Tuesday , Dec , 06 , 2005 C.Y. Ellis

Kobe, Lakers stop off in Milwaukee

(Sports Network) – The Milwaukee Bucks go for their fourth straight win
tonight, as they welcome the Los Angeles Lakers to the Bradley Center.

This is the first of two meetings between the clubs this season. The Lakers
are scheduled to host the Bucks on March 24th at the Staples Center.

The Lakers have won eight straight and 17 of the last 19 meetings in this
series. The last time the Bucks beat the Lakers was on March 21, 2001 in front
of their home crowd.

LA has won four in a row and eight of its last nine at Milwaukee.

The Bucks closeout a brief two-game homestand. On Saturday, Michael Redd
netted a game-high 30 points and Milwaukee pulled away in the fourth quarter
to earn a 104-84 victory over the Orlando Magic at the Bradley Center.

Dan Gadzuric scored 14 of his 16 points in the final period, while fellow
reserve Toni Kukoc dropped in 14 points on 6-of-6 shooting in the win over
Orlando for the Bucks, who made 56.6 percent of their field-goal attempts en
route to their third consecutive triumph. Maurice Williams added 12 points and
11 assists in the victory.

Milwaukee is 5-2 at the Bradley Center this season. The Bucks, who have won
two in a row at home, are scheduled to visit Allen Iverson and the
Philadelphia 76ers on Wednesday at the Wachovia Center.

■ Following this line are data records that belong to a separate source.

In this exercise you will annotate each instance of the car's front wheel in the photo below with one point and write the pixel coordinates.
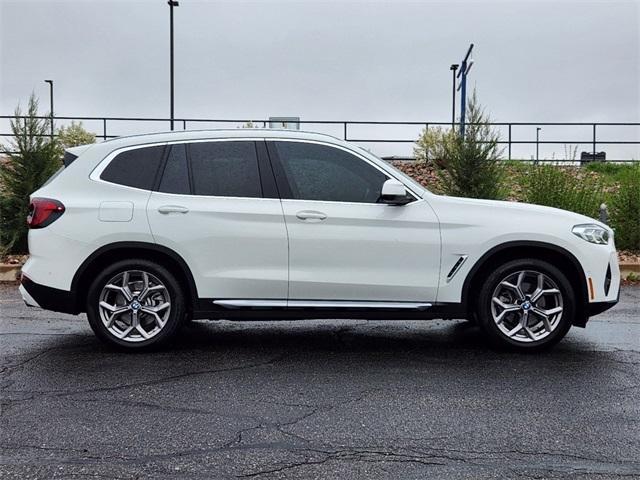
(526, 304)
(135, 304)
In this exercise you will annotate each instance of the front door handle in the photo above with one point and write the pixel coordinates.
(311, 215)
(165, 209)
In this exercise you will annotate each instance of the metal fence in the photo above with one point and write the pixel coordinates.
(596, 137)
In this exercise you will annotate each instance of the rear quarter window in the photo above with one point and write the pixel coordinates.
(135, 168)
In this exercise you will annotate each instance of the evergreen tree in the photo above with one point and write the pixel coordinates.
(32, 158)
(471, 166)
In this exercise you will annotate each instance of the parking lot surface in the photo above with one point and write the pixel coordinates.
(318, 399)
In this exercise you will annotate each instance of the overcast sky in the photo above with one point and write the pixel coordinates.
(542, 61)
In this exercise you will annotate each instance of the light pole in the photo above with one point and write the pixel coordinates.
(453, 69)
(171, 3)
(50, 82)
(465, 66)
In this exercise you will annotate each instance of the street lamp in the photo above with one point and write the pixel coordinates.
(453, 69)
(171, 3)
(50, 82)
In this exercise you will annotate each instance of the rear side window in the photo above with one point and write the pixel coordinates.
(134, 168)
(225, 169)
(175, 178)
(320, 172)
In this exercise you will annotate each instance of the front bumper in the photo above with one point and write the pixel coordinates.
(49, 298)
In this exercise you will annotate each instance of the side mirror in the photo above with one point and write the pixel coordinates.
(394, 193)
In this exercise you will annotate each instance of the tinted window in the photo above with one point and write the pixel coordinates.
(175, 178)
(319, 172)
(225, 169)
(134, 168)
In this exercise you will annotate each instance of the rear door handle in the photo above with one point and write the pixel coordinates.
(311, 215)
(172, 209)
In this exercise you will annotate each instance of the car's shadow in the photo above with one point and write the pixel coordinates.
(445, 351)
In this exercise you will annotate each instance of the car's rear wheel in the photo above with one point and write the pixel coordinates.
(526, 304)
(135, 304)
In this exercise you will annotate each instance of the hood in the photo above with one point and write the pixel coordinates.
(510, 209)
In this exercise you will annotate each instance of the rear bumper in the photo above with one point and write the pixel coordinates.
(597, 308)
(49, 298)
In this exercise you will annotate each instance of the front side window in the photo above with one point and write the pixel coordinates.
(321, 172)
(134, 168)
(225, 169)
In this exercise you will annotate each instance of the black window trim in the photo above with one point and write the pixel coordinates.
(267, 185)
(285, 188)
(96, 173)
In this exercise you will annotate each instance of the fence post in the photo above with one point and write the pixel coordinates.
(604, 214)
(594, 142)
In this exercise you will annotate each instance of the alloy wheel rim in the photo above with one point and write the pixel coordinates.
(527, 306)
(134, 306)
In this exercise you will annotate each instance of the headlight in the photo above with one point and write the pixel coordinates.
(592, 233)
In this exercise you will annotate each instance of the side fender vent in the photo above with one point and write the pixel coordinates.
(456, 267)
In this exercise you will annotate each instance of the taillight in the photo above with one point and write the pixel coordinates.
(43, 212)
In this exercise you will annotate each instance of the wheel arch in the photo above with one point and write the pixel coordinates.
(554, 254)
(123, 250)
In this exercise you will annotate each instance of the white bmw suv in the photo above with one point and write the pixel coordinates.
(146, 232)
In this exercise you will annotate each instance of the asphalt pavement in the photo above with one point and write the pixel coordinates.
(317, 399)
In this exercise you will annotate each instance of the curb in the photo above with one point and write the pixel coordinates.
(9, 272)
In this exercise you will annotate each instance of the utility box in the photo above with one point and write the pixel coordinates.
(289, 123)
(586, 157)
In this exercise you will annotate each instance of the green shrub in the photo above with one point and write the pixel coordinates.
(472, 163)
(625, 210)
(74, 135)
(431, 145)
(33, 158)
(567, 189)
(611, 172)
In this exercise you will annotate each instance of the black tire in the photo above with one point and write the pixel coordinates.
(500, 339)
(174, 318)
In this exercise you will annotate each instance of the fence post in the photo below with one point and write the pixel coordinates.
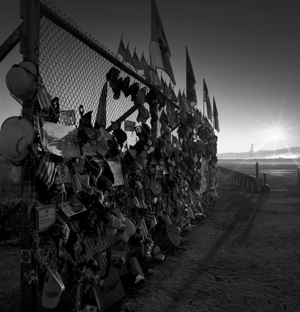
(256, 170)
(29, 12)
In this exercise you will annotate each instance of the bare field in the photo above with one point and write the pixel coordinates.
(244, 257)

The Lakers begin a six-game road trip. On Sunday, Kobe Bryant hit two free
throws with seven seconds remaining and finished with 29 points overall to
lift Los Angeles over the Charlotte Bobcats, 99-98, at the Staples Center.

Center Chris Mihm scored a season-high 21 points and collected nine rebounds
in the victory over Charlotte for the Lakers, who have won two of their last
three games overall. Sasha Vujacic added 12 points off the bench in the win.

LA is 3-4 on the road this season. The Lakers will also visit Toronto,
Chicago, Minnesota, Dallas and Memphis on the current swing.